3-7-2012 Global:
I’m a gay man in my late 20s who has been trying to deal with an attraction to young boys since I hit puberty. I know that what I feel is wrong and wish to Christ that I could have a normally wired brain. I have never abused a child; I do not look at child pornography. But I need to speak to a therapist because I can’t get through this on my own.

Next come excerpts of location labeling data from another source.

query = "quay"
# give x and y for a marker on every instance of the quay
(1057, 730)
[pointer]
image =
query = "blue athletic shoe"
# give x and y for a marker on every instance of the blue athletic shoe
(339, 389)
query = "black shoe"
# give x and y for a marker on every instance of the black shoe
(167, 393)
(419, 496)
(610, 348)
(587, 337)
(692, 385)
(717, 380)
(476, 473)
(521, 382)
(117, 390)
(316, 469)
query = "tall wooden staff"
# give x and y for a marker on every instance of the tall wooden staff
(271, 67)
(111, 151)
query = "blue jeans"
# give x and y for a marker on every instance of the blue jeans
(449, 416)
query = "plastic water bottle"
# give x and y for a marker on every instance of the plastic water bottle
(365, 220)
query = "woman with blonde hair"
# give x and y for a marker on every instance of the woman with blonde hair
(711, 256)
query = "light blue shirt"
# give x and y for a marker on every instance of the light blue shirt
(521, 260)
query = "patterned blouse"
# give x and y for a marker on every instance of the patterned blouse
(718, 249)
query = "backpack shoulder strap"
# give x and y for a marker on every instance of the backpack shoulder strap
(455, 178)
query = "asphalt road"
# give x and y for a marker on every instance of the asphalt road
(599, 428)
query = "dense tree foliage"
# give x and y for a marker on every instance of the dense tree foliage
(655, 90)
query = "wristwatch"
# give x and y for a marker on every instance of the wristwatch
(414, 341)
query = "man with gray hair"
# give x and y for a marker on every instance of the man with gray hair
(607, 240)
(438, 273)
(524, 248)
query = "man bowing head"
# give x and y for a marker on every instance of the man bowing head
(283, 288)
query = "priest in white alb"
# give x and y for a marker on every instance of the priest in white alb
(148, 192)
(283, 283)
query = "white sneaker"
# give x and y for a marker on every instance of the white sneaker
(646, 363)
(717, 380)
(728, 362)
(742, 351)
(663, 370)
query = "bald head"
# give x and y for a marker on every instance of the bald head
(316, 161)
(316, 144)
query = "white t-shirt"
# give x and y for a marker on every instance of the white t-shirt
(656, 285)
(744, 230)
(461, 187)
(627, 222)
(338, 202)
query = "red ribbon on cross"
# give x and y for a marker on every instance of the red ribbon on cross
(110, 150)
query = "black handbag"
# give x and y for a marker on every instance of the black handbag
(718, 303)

Bottom line is I’m afraid. Seriously afraid. I don’t know what my legal rights are and I don’t know how to go about getting more information without incriminating myself. I’m sure there are more people than just me who need to talk about this. My problem is that I’m not financially stable enough to afford seeing someone for more than a few sessions. I just can’t keep saying I’m fine, and I can’t let healthy relationships fall apart because I’m unable to talk to anyone about my problem.
> Can’t Wish It Away
I shared your letter with James Cantor, a psychologist, associate professor at the University of Toronto, and editor in chief of Sexual Abuse: A Journal of Research and Treatment. (Follow Cantor on Twitter @JamesCantorPhD.) The first thing he said, CWIA, was that you deserved praise—he called you “an ace”—for making it this far without having committed an offence.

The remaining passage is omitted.